Digging for nuggets

As we predicted, the main recommendations of the Brash report have been rejected out of hand by John Key. They are, as intended, mere headline grabbers – outlandish, silly ideas like flat tax funded by slashing government spending by 20% (that’s $17 billion).

Forget relatively minor measures like cutting free early childhood education and putting interest back on student loans, to find $17 billion we’re talking Health plus Superannuation. Brash would sell everything that’s not nailed down and cash up the Cullen Fund, which has made the country $3 billion this year. Silly stuff, ridiculous.

As Phil Goff said this morning, it’s all a strawman. Key rejected the headline grabbers as per the plan and said there might be “nuggets” buried in the report (one wag reckons they’re more like pieces of corn in a turd). It’s classic bait and switch – seize the public attention with extreme proposals, reject them, and slip through slightly less extreme things that look moderate by comparison.

So, what are these ‘nuggets’?:

Cutting the minimum wage. Brash suggests cutting the minimum wage to the 1999 level as a percentage of the average wage (45%). That would cut today’s minimum wage to about $10.50, an $80 a week pay cut for our lowest paid workers. Key obviously won’t go that far but he will look for a freeze on the minimum wage next year, an effective pay cut.

Reinstating the youth minimum wage. Like some amateur blogger, Brash asserts that the abolition of the discriminatory youth minimum wage has increased youth unemployment. It’s rubbish and it’s telling that the argument isn’t backed by facts (in fact, the whole report is startlingly light on substance and overloaded with ideological assumptions; to think this man once ran the Reserve Bank and wanted to be PM). The Right is testing the ground around this one but I think Key will just stick with the minimum wage freeze.

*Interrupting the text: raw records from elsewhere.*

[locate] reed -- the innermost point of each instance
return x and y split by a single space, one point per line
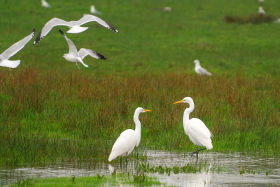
55 116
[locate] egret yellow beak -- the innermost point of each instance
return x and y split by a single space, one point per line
178 102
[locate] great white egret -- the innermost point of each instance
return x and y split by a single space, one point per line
198 133
167 9
74 56
11 51
129 138
261 11
45 4
200 70
75 26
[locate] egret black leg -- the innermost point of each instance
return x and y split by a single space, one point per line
78 65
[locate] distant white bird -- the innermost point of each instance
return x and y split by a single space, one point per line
93 10
11 51
74 56
198 133
45 4
261 11
200 70
278 20
129 138
167 9
75 26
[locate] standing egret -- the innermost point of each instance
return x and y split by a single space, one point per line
261 11
129 138
200 70
198 133
45 4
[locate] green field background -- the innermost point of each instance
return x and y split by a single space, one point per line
51 111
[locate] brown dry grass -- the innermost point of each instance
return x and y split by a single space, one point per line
74 113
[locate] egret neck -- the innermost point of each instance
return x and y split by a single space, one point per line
187 112
137 126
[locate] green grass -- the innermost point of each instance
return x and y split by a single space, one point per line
51 111
114 180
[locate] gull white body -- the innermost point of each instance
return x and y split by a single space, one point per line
45 4
93 10
74 56
261 11
128 139
197 131
14 49
74 26
200 70
76 29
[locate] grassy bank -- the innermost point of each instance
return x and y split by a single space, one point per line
149 39
50 111
114 180
53 116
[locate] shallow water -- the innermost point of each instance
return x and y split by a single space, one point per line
218 169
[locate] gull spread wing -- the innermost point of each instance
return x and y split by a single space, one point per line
89 18
48 27
84 52
72 47
11 51
204 71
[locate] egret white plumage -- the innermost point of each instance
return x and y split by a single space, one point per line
93 10
11 51
75 26
74 56
129 138
45 4
261 11
200 70
197 131
167 9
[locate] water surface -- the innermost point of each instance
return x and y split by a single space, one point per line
216 169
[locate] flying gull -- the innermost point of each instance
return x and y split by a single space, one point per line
200 70
11 51
45 4
93 10
75 26
75 56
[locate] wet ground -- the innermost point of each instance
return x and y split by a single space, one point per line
211 169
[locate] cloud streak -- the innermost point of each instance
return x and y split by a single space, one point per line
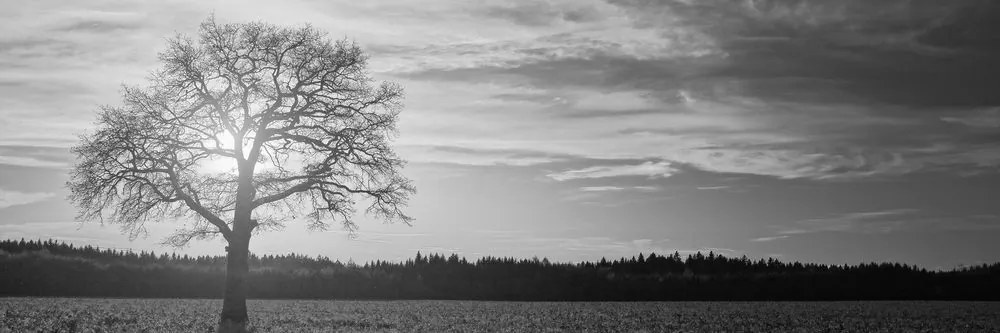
646 169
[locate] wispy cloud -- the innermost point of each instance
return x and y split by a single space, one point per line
768 239
15 198
619 188
646 169
883 221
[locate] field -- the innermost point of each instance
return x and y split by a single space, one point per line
179 315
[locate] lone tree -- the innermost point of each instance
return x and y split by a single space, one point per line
241 129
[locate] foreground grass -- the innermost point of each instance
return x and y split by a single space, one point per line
178 315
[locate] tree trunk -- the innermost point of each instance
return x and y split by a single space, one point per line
234 302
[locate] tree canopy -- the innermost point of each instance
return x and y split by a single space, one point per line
296 115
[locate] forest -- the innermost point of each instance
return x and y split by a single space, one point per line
52 268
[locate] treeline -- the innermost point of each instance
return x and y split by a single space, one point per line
50 268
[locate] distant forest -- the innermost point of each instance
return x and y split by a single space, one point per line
50 268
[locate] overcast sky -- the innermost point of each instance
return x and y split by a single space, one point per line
824 131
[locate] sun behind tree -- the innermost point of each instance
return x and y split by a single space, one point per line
309 131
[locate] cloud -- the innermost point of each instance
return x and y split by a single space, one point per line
768 239
15 198
619 188
35 156
869 222
476 156
646 169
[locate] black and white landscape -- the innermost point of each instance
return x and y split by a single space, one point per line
182 165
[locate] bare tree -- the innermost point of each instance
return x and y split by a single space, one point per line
297 116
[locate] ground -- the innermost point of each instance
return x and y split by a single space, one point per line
186 315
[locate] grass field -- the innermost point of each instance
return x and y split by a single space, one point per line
179 315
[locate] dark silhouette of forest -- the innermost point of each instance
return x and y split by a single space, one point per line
50 268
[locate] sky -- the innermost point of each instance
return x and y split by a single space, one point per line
823 131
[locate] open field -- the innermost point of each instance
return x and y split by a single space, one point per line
186 315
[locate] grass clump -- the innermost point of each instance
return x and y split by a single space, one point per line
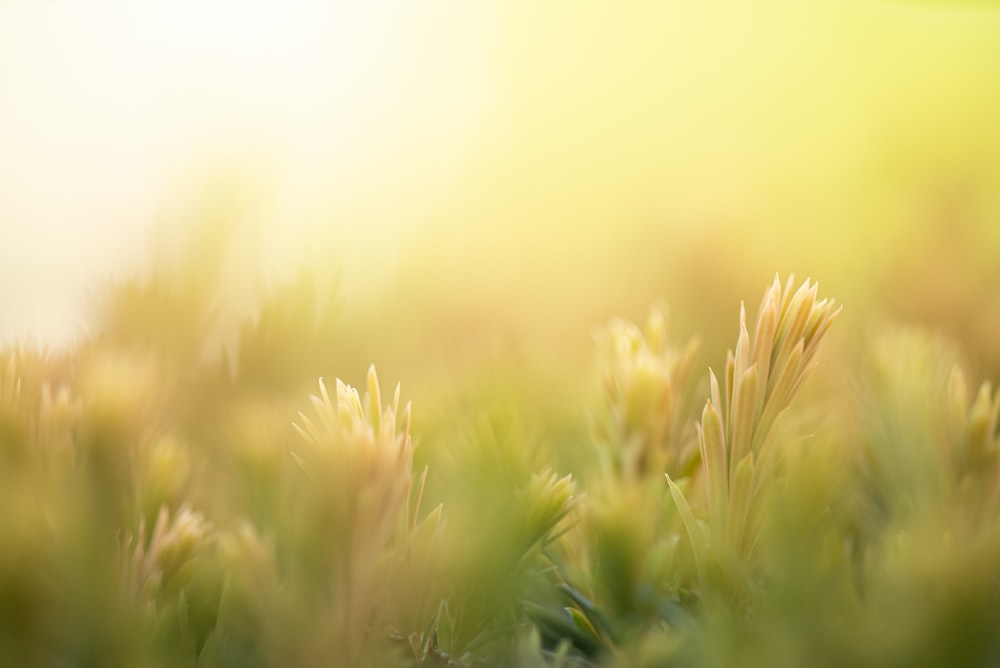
158 509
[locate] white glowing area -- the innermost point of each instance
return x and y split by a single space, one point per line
113 112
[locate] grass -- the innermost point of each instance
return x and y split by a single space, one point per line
160 509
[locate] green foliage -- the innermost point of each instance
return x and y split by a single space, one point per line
156 509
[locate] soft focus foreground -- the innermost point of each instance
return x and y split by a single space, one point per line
540 222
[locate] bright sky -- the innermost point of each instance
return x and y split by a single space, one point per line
111 112
363 127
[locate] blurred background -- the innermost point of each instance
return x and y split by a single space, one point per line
466 185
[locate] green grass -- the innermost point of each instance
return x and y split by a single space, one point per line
164 507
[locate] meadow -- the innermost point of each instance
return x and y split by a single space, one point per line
591 337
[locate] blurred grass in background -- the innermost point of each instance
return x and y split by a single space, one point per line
466 197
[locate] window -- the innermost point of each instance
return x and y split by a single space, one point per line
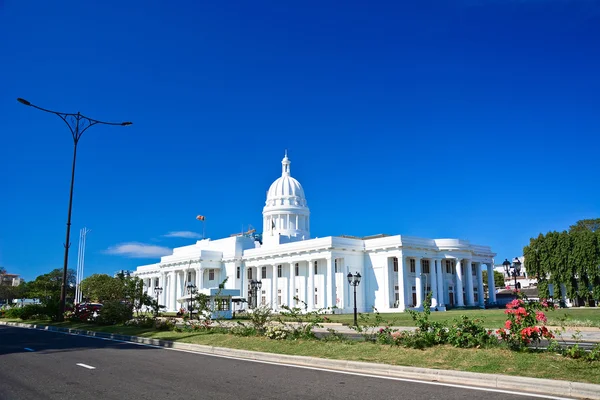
425 264
222 304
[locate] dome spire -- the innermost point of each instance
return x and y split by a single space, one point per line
285 165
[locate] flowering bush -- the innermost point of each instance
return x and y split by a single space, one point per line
525 323
276 332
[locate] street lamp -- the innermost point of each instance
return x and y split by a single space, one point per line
255 286
157 292
513 269
191 288
77 124
354 280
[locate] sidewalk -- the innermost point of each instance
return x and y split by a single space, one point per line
467 379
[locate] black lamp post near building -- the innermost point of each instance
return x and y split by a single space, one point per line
191 288
255 287
77 124
354 280
157 293
513 269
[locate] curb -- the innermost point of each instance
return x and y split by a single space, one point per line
501 382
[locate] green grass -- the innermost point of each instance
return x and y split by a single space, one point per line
497 360
493 318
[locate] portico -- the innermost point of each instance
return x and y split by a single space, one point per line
398 271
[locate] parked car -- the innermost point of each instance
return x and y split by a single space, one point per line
87 311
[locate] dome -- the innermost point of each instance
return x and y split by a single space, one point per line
285 215
285 190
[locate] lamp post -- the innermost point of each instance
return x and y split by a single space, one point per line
77 124
191 288
255 286
354 280
157 292
513 269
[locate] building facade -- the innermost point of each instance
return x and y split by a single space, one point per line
397 271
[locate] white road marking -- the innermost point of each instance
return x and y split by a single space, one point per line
86 366
482 389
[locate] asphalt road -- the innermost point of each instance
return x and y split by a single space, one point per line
44 365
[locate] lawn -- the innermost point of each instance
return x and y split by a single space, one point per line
497 360
493 318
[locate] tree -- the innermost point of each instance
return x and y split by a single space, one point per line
570 260
47 286
591 225
498 278
102 287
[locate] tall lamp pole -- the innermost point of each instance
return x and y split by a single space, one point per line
157 293
191 291
354 280
77 124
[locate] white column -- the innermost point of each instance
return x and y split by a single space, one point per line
433 284
310 287
199 277
274 282
459 284
330 284
172 292
441 283
401 289
469 282
491 283
292 285
418 284
163 284
480 299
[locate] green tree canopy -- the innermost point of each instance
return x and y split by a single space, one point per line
570 258
102 287
591 225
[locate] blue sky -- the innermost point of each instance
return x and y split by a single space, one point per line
470 119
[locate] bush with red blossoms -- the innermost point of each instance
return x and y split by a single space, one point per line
526 322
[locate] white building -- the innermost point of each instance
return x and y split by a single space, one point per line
397 271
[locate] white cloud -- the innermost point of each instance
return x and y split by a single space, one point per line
184 234
138 250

Taking away your work rights. The attack on workers continues. Brash would extend the 90 day Fire at Will legislation to cover all workers for longer periods which equals less secure employment and, therefore, lower wages. Brash is talking a 12 month no-rights period each time you start a new job. Key is likely to pick this up in some form. Brash would also remove work rights for anyone earning over $100,000 a year and restrict access to the employment Disputes Tribunal. There is only one outcome from all of this – worse work conditions for worse pay.

No increase in R&D spending. The neoliberal is a creature with a short memory and only a hazy perception of the future. What matters to it is getting as much as possible now. And if that means failing to invest for a better future, so be it. This is in line with National’s thinking and Key is likely to take it up.

No constraints on the financiers and currency traders. Well, there’s a surprise. Making the working person poorer, cut their pay, but heaven forbid we even exercise any oversight over what the money-lenders do, even if they have just brought us to the very brink of ruin. Key will agree, the fox is running the hen-house now.

None of this will help us catch Australia. Not the headline grabbers, not the ‘nuggets’. The fact of the matter is that successful countries have progressive tax systems to pay for well-funded public services, substantial public assets, and decent work rights.

The neoliberal agenda has never been about growing the pie. It’s about taking a larger slice for the rich; stealing from the poor. Look at the ‘nuggets’ and you see that’s exactly what they want do. It’s all about weakening workers’ rights, lowering their wages, and cutting the social wage to enable a transfer of wealth to the wealthy.